The leader who loves beautiful things...to blow up
For those occasions when the rest of the world are tut-tutting about your murderous dictatorial reign, few responses will give you the heady delight and satisfaction of dynamiting a unique and globally treasured site of historic significance. They tut, we splat, kind of a thing, I guess.
- Italy – 310
- Germany – 361
- France – 471
- Spain – 325
- India – 454
- United Kingdom – 333
- United States – 275
- Australia – 120
- Canada – 216
- Japan – 367
What’s that, boy scout? You think it seems a bit irresponsible to be suggesting to crazed aspiring dictators that they blow up historic and natural monuments. You may not think that when a crazed dictator is thinking about blowing you up, instead.
Conclusion
For anyone alive today in much of the Western world, it would be easy to believe that democracy is the natural state of human societies.
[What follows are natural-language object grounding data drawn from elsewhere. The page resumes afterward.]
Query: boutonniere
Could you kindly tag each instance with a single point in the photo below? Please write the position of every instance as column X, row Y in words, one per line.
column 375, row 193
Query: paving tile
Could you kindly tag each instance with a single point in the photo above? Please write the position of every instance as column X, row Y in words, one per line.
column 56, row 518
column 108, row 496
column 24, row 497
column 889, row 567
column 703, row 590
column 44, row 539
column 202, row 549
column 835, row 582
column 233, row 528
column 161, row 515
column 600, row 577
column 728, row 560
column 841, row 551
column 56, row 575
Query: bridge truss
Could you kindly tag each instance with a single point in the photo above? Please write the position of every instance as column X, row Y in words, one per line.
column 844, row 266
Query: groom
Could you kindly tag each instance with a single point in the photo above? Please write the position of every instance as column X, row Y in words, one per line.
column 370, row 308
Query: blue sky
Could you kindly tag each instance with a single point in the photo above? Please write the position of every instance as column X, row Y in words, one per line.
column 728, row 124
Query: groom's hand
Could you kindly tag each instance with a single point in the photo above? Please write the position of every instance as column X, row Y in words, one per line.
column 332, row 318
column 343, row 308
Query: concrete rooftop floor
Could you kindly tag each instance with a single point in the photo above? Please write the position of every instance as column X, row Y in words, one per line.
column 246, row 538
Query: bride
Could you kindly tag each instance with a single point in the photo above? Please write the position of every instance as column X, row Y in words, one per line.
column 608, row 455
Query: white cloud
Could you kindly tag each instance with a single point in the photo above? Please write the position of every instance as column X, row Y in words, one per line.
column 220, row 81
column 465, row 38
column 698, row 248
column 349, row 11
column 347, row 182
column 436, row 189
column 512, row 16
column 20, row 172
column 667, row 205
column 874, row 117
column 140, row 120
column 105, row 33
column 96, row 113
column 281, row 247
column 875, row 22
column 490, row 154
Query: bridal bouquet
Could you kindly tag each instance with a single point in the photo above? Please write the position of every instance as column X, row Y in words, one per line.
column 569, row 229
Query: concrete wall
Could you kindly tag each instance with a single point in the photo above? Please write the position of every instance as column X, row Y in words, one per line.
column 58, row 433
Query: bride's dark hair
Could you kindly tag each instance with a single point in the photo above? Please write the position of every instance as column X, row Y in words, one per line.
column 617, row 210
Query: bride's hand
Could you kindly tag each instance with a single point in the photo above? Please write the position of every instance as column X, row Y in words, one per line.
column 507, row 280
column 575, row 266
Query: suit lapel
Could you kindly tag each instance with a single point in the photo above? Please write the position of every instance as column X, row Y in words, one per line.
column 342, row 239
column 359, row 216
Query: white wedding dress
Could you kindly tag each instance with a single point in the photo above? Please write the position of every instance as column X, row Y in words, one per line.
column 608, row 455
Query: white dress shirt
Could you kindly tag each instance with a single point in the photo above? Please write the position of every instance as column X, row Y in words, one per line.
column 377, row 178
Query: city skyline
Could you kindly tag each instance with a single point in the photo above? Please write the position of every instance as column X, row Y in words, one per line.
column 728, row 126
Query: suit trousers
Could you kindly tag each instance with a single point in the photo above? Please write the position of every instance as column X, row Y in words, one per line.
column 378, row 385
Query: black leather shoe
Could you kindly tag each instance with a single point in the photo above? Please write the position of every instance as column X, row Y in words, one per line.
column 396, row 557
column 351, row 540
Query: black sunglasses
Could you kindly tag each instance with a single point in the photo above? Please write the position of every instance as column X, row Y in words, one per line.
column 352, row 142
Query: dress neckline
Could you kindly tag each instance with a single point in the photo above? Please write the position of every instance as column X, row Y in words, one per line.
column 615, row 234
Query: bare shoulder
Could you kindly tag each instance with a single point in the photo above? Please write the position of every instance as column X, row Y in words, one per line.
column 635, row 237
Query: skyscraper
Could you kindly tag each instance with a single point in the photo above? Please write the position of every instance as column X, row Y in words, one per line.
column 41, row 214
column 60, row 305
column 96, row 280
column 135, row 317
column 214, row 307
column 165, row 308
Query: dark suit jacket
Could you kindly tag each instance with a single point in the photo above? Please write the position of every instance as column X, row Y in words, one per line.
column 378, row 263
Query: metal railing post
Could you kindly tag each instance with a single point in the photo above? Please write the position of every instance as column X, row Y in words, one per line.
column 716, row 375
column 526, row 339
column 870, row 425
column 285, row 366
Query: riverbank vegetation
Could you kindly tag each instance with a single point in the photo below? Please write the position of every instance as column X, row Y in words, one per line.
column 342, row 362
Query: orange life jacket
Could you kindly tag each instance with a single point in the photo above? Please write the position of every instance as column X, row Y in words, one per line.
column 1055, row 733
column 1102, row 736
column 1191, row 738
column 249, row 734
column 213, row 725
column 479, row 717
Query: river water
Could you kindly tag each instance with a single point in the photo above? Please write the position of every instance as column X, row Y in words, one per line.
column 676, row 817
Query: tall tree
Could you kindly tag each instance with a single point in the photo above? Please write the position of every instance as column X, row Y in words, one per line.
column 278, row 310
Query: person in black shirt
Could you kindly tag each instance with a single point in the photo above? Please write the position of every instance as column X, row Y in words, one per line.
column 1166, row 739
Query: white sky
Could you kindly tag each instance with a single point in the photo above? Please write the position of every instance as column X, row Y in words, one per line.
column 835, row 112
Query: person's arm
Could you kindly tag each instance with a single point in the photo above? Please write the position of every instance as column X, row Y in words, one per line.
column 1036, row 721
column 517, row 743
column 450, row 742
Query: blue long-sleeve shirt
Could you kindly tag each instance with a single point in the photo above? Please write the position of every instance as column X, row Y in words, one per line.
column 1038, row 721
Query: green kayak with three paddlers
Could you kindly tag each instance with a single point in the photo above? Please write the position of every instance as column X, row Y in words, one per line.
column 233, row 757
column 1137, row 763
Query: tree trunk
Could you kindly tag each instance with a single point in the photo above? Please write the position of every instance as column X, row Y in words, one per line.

However, across the past 100 years or so, billions of humans have enjoyed an unprecedented period of democratic freedoms. Largely the result of two wars that inflicted unprecedented destruction on unprecedented numbers of humans.
While human nature is largely egalitarian by default, human societies naturally default to hugely unequal and exploitative systems. Societies where the few at the top capture almost all the wealth on offer is and has been the natural state for thousands of years.
The past five or six generations’ enjoyment of broad democratic freedoms have been a historic blip, rather than the norm. The heist of nations is only going to increase from here as free societies return to their natural point of balance.
As the Nation Heist 2025 report shows, even taking complete control of large and seemingly secure democratic nations requires a remarkably small number of people to pull off. Clearly those people need to be in specific positions of power, but pushing populist messages has proven an effective way to gain the necessary support to put people into those positions.
And once the heist’s members are in position, finding willing stooges to assist presents little difficulty. There will always be an abundance of weak and ineffectual people keen to advance their own interests by siding with and doing whatever the thieves tell them to do.
Once the thieves are able to complete their heist, ostensibly in a legal manner thanks to the support of judges in the highest court, who will remove them? That will require an illegal act, technically an act of treason.
Bloodless coup
Finally, there’s one more thing that needs clarifying about Hitler’s assumption of dictatorial control of Germany in 1933. We described it as being achieved completely within the constraints of Germany’s constitutional system. A completely legal takeover of a democratic country.
While it is generally presented this way, there is another way to frame this little piece of history, though. While to all intents and purposes, we can say that Hitler gained total control of Germany through a legitimate vote in the country’s parliament, that doesn’t present the full story. Following an arson attack on the German parliament building, Communists were presented as an immediate threat to the legitimate government and Hitler claimed that emergency powers were essential to maintain peace in the country.
By the time of the vote on the Enabling Act, in March 1933, that would give Hitler unconstitutional powers for four years, the Nazis had established two large paramilitary forces, in the SA, commonly called Brownshirts, and the SS. The former had about 2 million members by the time of the vote and the latter was on course for more than 200,000 members by the end of 1933.
With members of both forces surrounding the German parliament, when Hitler gave the politicians inside the choice between “war and peace”, they might have reasonably interpreted that in more than one way.
So, yes, Hitler became dictator through fully democratic means, but would it be a big stretch to also describe his final grab of power as a bloodless coup?